With their shared passion for creative problem-solving, Matt and Kate put their heads together to invent a universally accessible menu – the kind of thing someone could read independently and as casually and effortlessly as an ordinary menu.
After months of research and testing, they figured out that the ideal medium for their idea, in our incredible age of technology, was the device everyone already had in their pocket – a mobile phone.
Most smartphones, tablets and computers now come with a host of customisable accessibility features, including a built-in screenreader which will speak the written word aloud.
The project has been a huge challenge and great commitment, but Matt has been known to get a bit of a kick out of challenges!
Hannah Brennan, Wetherspoon’s website manager, said:
“Matt invented the app after experiencing his own frustration at the Braille menus in restaurants and pubs.
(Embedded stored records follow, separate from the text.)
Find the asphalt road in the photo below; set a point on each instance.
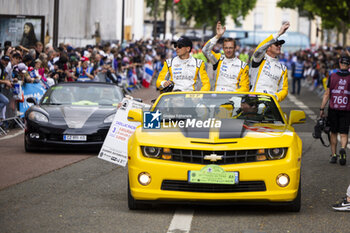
(81, 193)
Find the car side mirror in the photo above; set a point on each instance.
(296, 117)
(31, 100)
(135, 115)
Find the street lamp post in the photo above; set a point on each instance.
(55, 24)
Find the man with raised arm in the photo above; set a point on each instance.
(267, 74)
(183, 70)
(231, 73)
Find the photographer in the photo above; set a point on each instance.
(338, 92)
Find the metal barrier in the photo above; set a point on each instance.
(16, 119)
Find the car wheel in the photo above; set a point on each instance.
(133, 204)
(27, 148)
(295, 205)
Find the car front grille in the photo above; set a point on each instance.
(242, 186)
(228, 157)
(59, 138)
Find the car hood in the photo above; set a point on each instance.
(241, 133)
(77, 116)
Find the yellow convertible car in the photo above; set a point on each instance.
(220, 147)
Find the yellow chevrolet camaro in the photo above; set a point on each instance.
(220, 147)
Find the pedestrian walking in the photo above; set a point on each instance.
(338, 95)
(297, 74)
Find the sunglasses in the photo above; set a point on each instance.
(180, 46)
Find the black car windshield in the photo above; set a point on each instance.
(83, 94)
(249, 107)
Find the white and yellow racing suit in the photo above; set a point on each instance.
(267, 74)
(185, 74)
(231, 73)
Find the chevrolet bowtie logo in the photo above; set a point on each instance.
(213, 157)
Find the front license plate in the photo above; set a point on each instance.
(213, 174)
(74, 137)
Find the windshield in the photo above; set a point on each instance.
(93, 94)
(255, 108)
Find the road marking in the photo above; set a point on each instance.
(181, 221)
(311, 114)
(12, 136)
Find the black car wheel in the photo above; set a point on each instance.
(133, 204)
(28, 148)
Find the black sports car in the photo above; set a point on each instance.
(71, 116)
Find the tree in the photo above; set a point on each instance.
(334, 14)
(210, 11)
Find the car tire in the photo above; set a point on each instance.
(295, 205)
(27, 148)
(133, 204)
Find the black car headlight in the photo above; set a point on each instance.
(277, 153)
(151, 152)
(37, 116)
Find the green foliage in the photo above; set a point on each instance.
(210, 11)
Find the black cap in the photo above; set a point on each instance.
(6, 58)
(279, 42)
(184, 41)
(345, 60)
(27, 58)
(251, 100)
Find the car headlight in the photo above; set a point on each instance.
(37, 116)
(151, 152)
(109, 119)
(277, 153)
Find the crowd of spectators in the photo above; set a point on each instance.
(124, 64)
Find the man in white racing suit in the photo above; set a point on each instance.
(267, 74)
(231, 73)
(183, 70)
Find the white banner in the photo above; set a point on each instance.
(115, 146)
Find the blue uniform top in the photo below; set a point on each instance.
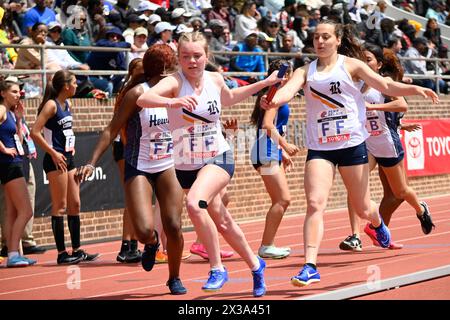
(7, 132)
(58, 131)
(265, 148)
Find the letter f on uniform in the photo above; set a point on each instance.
(325, 128)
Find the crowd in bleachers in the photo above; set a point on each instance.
(230, 25)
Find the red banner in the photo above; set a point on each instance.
(427, 151)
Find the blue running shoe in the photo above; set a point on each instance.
(305, 277)
(383, 235)
(176, 287)
(259, 286)
(216, 280)
(30, 261)
(149, 255)
(17, 261)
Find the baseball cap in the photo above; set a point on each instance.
(183, 28)
(178, 12)
(154, 18)
(141, 30)
(217, 23)
(163, 26)
(147, 6)
(264, 36)
(249, 32)
(54, 24)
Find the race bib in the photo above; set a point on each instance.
(19, 146)
(373, 123)
(161, 145)
(70, 140)
(331, 126)
(201, 141)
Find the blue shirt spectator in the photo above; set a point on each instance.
(250, 63)
(39, 13)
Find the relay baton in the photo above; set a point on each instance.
(273, 89)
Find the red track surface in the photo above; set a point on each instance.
(108, 279)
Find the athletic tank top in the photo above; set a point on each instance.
(264, 147)
(384, 139)
(58, 131)
(149, 144)
(9, 137)
(197, 135)
(335, 109)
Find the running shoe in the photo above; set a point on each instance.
(129, 256)
(84, 255)
(161, 257)
(272, 252)
(351, 243)
(149, 254)
(17, 261)
(425, 219)
(176, 287)
(259, 286)
(65, 258)
(383, 235)
(216, 280)
(199, 249)
(306, 276)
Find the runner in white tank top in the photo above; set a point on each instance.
(196, 95)
(335, 109)
(336, 125)
(148, 166)
(384, 145)
(198, 135)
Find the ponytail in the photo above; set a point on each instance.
(391, 66)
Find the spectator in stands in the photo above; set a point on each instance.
(139, 44)
(433, 32)
(189, 7)
(273, 31)
(39, 13)
(286, 16)
(217, 42)
(98, 60)
(253, 63)
(315, 16)
(247, 20)
(419, 49)
(76, 34)
(288, 46)
(163, 35)
(60, 57)
(437, 11)
(197, 24)
(30, 58)
(220, 12)
(134, 22)
(120, 13)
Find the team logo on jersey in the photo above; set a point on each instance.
(326, 100)
(334, 87)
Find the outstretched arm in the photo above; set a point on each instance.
(230, 97)
(387, 86)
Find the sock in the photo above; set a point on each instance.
(13, 254)
(221, 269)
(257, 267)
(312, 265)
(74, 228)
(125, 246)
(58, 232)
(133, 245)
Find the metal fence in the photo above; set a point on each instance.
(44, 72)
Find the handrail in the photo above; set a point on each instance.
(44, 71)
“It’s already live with several other companies – and we are pleased to be subscribing each of our pubs to the service, linking our menus into Matt’s app, to replace our Braille menus.”
Matt added: “We are absolutely delighted to be partnering with Wetherspoon to make all of the company’s pub menus accessible to millions of people in the UK who have print-reading difficulties.
“In our six years so far as a business, we have made a difference to the way in which people make their choices in restaurants, making the whole experience much more equal and inclusive.
“We are very excited to have the opportunity to bring our solution to Wetherspoon’s customers across the UK.”